Two ministry officials were also suspended in the weeks following Eva's death.
"The fact that they're saying they're not responsible, because it was an unlicensed facility - they were directly responsible for monitoring the number of people inside those facilities, and on this one, they in fact knew that," said Brown. He pointed out that, despite missing four inspections, the ministry had warned the daycare about having too many kids before.
"They knew it was (operating) contrary to their own regulations," he said.
A spokesperson for the minister declined to comment on the lawsuit Wednesday.
Ontario has licensed spots for only about 20 per cent of children under 12 in the province, meaning most parents must find unregulated child care. Such daycares don't have to deal with mandatory food and safety standards, or mandatory government inspections.

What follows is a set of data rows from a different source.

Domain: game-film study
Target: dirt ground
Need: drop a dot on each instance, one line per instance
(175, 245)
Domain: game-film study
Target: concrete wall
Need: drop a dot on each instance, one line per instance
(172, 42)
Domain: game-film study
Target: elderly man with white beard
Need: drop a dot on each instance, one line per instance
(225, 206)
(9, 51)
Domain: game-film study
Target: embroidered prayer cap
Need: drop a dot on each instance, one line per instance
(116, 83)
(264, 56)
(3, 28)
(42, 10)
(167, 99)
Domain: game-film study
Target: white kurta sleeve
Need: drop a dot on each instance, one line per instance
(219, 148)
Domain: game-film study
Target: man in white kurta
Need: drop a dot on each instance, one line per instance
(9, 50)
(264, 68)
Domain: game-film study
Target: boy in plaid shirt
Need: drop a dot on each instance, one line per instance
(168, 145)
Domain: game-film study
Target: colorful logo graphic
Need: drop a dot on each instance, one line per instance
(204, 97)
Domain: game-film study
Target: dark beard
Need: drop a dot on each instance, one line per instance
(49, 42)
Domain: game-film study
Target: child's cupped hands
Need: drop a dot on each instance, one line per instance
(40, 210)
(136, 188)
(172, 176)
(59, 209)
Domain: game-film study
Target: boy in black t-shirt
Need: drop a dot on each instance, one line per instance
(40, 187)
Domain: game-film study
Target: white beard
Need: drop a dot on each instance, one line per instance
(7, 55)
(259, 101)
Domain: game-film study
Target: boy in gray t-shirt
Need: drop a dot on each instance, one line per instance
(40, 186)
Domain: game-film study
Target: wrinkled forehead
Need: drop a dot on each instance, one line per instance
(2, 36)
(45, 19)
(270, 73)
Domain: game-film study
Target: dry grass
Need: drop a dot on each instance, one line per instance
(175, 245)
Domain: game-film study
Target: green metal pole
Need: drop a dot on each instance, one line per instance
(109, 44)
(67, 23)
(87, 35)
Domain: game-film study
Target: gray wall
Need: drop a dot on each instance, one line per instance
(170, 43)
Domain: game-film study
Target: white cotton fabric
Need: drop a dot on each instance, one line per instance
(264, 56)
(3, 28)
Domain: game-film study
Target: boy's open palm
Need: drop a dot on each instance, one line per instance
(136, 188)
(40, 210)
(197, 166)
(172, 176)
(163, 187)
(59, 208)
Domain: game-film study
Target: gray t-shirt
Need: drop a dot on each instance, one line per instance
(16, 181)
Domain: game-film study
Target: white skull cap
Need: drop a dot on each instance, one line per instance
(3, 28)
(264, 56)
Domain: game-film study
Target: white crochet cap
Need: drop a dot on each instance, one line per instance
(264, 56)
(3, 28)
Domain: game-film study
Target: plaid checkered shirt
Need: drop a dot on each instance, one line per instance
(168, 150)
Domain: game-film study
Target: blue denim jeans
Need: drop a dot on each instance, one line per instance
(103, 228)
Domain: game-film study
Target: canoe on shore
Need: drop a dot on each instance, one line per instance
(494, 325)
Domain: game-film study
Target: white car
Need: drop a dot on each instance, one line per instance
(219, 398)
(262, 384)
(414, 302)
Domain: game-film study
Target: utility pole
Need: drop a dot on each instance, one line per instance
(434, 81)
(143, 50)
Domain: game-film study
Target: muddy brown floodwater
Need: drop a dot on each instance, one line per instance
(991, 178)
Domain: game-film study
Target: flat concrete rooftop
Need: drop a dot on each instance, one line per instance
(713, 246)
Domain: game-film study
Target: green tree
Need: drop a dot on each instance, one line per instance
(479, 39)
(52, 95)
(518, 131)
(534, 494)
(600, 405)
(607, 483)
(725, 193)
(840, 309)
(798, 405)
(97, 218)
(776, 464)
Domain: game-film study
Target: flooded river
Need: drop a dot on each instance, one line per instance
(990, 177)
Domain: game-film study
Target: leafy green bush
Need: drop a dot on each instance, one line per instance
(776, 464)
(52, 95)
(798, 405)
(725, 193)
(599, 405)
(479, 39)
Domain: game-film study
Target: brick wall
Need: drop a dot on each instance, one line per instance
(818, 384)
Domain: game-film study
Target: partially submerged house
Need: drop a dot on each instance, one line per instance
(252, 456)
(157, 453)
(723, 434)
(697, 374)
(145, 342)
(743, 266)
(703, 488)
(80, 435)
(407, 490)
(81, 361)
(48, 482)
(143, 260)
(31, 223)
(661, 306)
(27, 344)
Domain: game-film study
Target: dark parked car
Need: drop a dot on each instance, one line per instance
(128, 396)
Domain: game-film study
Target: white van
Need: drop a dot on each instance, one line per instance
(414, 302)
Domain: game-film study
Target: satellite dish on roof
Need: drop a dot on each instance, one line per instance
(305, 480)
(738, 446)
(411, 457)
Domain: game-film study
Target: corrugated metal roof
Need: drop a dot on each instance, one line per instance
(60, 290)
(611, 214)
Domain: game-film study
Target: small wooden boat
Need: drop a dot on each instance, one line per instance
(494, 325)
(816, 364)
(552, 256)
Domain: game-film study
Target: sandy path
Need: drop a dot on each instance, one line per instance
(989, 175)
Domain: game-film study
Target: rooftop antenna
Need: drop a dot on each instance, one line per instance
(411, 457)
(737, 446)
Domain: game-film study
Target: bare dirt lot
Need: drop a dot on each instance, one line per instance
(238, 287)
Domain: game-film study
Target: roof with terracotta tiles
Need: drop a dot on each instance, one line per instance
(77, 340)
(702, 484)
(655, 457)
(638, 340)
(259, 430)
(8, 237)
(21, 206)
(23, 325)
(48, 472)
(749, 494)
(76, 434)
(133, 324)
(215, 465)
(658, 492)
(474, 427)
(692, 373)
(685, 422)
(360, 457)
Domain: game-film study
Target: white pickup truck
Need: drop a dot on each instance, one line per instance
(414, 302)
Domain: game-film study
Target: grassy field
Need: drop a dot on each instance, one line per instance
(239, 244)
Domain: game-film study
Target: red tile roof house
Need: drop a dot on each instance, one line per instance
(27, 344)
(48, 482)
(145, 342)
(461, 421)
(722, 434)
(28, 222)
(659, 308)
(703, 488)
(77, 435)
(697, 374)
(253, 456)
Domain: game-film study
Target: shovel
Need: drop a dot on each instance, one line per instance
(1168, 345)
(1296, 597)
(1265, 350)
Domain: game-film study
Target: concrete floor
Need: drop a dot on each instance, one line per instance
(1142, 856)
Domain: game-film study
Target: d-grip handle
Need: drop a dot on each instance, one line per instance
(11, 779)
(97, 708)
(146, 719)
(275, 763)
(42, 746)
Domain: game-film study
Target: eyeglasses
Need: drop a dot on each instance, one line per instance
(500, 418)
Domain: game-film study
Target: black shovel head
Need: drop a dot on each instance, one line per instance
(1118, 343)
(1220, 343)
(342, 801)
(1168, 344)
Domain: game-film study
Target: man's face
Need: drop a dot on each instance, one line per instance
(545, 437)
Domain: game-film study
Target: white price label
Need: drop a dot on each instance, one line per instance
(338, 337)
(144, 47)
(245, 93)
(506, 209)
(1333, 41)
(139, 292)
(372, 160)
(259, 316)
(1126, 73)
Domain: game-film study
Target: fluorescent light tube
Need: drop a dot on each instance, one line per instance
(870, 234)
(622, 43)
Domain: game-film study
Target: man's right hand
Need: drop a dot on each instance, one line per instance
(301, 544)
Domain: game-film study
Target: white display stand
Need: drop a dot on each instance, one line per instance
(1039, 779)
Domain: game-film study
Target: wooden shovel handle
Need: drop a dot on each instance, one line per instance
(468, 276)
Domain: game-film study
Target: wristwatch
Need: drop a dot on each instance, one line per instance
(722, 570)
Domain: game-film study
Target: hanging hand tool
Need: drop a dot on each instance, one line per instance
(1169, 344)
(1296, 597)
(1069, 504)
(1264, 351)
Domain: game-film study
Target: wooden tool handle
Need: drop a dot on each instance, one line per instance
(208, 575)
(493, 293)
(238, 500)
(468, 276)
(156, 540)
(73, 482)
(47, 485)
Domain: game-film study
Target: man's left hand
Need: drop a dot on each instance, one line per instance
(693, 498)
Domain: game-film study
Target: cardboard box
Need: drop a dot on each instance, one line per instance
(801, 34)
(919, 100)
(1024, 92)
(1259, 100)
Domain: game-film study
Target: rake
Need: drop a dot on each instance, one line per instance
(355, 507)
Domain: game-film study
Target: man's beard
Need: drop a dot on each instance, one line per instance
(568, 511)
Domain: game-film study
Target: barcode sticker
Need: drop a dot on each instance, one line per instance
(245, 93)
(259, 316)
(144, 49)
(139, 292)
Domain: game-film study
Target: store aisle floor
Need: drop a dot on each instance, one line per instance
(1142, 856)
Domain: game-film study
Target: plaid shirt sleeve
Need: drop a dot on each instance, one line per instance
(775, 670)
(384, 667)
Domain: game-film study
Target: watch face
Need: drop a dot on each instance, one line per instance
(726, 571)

Three children, including Eva, have died in unlicensed child care in the GTA in the past six months, and the government introduced a new bill at Queen's Park last month to overhaul the current rules.
If passed, the legislation will give the province the new power to immediately close unlicensed daycares when children are at risk, and dish out fines of up to $250,000 for operating an illegal daycare.
Unlicensed providers would also no longer be allowed to exempt their children from the daycare maximum of five kids - and a possible limit of just two children under the age of 2.
The bill marks the first change to child-care rules in decades, the only legislative answer to concerns about unlicensed daycares that have been aired in four public inquests since the 1980s.